Fonti e Bibl.: Roma, Fondazione Gramsci, Fondo Paolo Spriano, in corso di riordinamento; Raccolte, biografie, memorie e testimonianze, f. Spriano; Archivio di Stato di Torino, Archivio Giulio Einaudi editore, Collaboratori italiani, b. 201, f. 2867/1, 2867/2; Necrologi sui principali quotidiani, 27 settembre 1988 e a un anno dalla morte.

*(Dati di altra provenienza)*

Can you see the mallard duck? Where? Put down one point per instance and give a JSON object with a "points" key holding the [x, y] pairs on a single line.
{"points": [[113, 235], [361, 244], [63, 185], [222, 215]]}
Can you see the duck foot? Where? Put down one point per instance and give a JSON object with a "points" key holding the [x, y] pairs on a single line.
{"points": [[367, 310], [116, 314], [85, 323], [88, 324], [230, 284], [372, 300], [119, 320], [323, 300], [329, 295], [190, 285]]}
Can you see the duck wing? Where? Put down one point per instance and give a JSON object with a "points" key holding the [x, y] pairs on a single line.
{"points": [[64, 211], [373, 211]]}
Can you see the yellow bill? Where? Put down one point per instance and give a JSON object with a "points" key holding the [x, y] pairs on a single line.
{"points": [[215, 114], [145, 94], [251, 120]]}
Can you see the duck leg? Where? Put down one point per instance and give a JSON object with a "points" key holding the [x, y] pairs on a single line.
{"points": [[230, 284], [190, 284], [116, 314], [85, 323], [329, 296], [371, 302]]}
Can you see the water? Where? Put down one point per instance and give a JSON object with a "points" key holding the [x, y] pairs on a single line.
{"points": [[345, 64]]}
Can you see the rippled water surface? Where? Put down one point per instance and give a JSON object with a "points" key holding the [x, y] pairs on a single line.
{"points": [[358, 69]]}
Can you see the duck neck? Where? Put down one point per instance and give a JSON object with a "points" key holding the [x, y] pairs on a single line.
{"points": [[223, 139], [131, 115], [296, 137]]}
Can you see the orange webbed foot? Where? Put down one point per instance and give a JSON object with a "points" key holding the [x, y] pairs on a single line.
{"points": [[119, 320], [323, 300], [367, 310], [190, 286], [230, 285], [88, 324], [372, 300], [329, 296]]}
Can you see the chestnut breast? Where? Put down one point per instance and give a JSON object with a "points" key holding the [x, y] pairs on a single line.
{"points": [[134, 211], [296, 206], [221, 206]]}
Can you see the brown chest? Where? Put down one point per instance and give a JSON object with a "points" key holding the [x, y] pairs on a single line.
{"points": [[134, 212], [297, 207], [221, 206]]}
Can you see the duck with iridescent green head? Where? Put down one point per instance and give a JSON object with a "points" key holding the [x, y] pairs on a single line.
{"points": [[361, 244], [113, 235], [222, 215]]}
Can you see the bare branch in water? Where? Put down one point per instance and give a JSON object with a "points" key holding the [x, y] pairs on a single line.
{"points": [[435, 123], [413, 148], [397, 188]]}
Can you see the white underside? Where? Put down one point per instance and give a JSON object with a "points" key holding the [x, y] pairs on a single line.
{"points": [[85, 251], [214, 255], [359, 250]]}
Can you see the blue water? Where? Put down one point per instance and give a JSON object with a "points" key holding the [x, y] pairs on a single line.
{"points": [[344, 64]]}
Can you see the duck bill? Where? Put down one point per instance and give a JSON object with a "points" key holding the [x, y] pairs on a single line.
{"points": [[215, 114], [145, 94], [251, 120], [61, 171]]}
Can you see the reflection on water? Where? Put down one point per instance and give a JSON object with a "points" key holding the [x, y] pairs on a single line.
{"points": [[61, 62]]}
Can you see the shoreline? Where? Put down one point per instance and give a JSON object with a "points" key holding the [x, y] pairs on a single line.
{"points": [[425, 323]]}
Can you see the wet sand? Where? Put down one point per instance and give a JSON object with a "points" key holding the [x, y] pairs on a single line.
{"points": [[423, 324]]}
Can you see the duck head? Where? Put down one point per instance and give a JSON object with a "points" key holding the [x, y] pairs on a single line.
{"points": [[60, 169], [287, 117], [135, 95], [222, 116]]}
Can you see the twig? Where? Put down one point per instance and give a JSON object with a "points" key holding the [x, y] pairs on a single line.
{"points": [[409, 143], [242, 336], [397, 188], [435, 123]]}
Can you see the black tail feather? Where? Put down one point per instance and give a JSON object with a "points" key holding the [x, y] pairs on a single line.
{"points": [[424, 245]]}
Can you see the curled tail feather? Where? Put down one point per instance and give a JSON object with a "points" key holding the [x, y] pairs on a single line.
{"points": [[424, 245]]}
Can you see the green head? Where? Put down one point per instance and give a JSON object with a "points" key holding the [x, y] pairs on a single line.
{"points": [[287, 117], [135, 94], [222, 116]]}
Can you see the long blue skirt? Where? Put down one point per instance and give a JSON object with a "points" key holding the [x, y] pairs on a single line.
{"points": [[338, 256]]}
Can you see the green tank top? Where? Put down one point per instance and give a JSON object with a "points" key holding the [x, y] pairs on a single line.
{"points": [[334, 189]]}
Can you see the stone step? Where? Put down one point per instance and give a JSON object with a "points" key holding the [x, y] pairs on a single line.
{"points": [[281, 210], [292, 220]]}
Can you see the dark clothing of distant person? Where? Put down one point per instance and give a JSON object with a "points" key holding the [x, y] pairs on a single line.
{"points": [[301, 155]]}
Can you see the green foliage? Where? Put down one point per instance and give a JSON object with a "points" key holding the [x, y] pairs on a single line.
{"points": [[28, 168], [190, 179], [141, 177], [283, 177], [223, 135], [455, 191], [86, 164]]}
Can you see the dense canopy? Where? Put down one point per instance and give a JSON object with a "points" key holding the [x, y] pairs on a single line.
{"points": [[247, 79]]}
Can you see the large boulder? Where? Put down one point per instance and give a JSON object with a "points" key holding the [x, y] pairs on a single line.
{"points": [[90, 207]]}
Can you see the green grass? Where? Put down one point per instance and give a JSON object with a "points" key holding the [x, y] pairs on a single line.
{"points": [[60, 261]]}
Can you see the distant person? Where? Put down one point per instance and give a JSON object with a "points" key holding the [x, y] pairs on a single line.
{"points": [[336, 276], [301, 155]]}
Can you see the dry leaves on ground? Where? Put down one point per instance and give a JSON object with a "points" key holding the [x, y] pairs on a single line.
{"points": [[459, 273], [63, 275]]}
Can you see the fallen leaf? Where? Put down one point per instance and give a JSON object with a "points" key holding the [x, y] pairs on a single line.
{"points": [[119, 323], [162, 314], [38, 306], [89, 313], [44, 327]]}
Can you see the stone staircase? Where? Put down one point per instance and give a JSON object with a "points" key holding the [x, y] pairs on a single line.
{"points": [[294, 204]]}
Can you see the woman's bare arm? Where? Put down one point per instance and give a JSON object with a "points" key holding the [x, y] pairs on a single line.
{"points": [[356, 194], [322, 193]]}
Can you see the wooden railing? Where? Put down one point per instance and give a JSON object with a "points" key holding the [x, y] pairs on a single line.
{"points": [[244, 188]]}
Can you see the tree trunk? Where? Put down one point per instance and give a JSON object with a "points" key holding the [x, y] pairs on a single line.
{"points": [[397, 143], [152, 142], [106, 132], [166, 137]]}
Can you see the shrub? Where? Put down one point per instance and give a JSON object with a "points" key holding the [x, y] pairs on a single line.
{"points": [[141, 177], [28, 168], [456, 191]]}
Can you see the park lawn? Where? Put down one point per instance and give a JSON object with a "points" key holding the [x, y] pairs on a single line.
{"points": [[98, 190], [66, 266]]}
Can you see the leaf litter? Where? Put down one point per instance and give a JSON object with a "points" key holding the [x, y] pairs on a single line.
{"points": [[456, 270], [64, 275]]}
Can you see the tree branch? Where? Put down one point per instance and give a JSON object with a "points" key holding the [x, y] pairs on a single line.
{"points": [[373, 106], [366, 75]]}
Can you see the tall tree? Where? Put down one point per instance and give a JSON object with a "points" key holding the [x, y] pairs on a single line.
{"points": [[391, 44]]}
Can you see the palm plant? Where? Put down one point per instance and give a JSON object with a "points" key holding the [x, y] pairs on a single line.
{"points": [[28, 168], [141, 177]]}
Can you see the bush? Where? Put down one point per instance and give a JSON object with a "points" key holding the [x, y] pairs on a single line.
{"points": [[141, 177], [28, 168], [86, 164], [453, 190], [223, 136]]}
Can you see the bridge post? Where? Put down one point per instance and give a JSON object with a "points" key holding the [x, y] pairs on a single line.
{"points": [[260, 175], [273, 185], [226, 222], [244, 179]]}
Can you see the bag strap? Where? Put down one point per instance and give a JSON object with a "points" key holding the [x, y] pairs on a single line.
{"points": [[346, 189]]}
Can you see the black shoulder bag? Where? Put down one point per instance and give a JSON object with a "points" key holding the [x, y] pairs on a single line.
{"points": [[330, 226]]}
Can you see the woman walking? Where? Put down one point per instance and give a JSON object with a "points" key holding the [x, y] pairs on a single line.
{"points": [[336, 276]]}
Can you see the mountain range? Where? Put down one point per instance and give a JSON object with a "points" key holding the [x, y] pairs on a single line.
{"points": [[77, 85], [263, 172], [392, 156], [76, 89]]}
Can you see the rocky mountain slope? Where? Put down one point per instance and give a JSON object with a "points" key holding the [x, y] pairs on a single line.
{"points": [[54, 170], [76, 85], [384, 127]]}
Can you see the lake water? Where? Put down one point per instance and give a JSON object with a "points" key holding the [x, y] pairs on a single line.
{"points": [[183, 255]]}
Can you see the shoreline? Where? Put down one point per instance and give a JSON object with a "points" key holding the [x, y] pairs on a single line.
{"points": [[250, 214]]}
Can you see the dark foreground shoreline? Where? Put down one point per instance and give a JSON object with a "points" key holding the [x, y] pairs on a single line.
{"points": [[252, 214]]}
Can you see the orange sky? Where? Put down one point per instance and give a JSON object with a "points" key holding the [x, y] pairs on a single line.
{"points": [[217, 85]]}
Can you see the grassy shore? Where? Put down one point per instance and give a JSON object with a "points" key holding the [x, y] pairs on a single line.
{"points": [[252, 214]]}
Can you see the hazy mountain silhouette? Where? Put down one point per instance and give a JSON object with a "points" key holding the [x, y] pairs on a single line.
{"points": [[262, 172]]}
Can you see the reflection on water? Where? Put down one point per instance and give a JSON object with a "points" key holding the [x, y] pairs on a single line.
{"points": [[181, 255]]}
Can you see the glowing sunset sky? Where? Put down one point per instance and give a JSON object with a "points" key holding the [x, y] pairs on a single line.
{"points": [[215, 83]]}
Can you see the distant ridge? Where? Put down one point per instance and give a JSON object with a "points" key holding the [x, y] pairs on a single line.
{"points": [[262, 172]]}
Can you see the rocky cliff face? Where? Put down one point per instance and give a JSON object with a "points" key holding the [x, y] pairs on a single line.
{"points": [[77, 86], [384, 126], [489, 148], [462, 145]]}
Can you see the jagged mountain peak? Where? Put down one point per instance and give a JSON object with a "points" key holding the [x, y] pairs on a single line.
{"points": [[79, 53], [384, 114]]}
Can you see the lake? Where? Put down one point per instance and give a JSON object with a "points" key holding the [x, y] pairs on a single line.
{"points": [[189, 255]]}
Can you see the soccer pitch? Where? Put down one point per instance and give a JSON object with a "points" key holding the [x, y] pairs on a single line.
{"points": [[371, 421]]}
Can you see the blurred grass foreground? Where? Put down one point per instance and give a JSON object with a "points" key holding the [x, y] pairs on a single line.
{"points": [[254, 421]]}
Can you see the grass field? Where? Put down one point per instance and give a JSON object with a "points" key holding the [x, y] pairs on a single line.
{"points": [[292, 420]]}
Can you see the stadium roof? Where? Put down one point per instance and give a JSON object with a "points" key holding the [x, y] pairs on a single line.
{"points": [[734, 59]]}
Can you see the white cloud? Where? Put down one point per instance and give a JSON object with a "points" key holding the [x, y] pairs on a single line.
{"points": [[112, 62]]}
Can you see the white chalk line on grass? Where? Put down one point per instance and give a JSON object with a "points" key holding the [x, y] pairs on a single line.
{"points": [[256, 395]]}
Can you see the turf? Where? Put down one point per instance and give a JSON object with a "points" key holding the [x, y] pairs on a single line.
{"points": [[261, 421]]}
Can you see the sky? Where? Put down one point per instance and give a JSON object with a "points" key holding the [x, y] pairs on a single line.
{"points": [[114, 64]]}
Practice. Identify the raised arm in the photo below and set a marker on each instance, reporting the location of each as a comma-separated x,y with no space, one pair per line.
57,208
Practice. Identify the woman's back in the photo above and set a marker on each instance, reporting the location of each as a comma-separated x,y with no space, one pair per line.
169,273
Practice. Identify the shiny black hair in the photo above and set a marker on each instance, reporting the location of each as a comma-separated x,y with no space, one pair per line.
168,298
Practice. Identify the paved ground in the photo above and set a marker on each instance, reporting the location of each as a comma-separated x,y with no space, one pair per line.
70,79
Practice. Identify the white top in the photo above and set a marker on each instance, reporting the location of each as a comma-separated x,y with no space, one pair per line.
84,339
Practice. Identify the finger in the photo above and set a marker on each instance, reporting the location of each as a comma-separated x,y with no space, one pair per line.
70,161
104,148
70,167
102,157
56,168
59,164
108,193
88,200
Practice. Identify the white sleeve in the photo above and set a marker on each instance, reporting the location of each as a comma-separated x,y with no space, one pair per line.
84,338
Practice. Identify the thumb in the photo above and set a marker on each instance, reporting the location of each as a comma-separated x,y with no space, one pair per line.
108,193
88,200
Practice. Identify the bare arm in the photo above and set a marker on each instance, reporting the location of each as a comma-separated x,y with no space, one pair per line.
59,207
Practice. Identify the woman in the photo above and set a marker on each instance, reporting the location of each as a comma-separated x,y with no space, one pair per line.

N. Ajello, Intellettuali e Pci 1944-1958, Roma-Bari 1979, ad ind.; Ricordo di P. S., in Studi storici, XXXI (1990), 1 (in partic. G.C. Jocteau, La storia del Pci, pp. 171-178); N. Tranfaglia, Giornalismo e ricerca storica, pp. 179-188; C. Vivanti, La casa editrice Einaudi, pp. 189-197); L. Lilli, Paolo il Rosso, in la Repubblica, 2 settembre 1993; N. Ajello, Il lungo addio. Intellettuali e PCI dal 1958 al 1991, Roma-Bari, 1997, ad ind.; Il «lavoro culturale». Franco Ferri direttore della Biblioteca Feltrinelli e dell’Istituto Gramsci, a cura di F. Lussana - A. Vittoria, Roma 2000, ad ind.; M. Tamagnone, P. S. storico di Gobetti, in Laboratorio Mezzosecolo, 2010, pp. 1-15, http://www. centrogobetti.it/images/stories/Tamagnone_Spriano.pdf (30 ottobre 2018); A. Agosti, «Con forte attaccamento al partito». Spriano giornalista militante dalla Liberazione al ’56, in Studi storici, LIV (2013), 4, pp. 861-874; M. Albeltaro, Lo storico e il suo editore. Ritratto con lettere dello Spriano di Einaudi, ibid., pp. 887-895; F. Giasi, P. S. biografo di Gramsci, ibid., pp. 847-859; L. Rapone, Torino operaia, Gobetti, Gramsci negli studi di P. S., ibid., pp. 835-845; A. Vittoria, Spriano nella «battaglia delle idee»: «Il Contemporaneo» e l’Istituto Gramsci, ibid., pp. 875-886; Ead., Togliatti e gli intellettuali. La politica culturale dei comunisti italiani (1944-1964), Roma 2014, ad ind.; L. Raito, P. S. intellettuale militante, Padova 2017; introduzione di G. Sorgonà e saggi, con corrispondenza, in P. S. Epistolario, cit.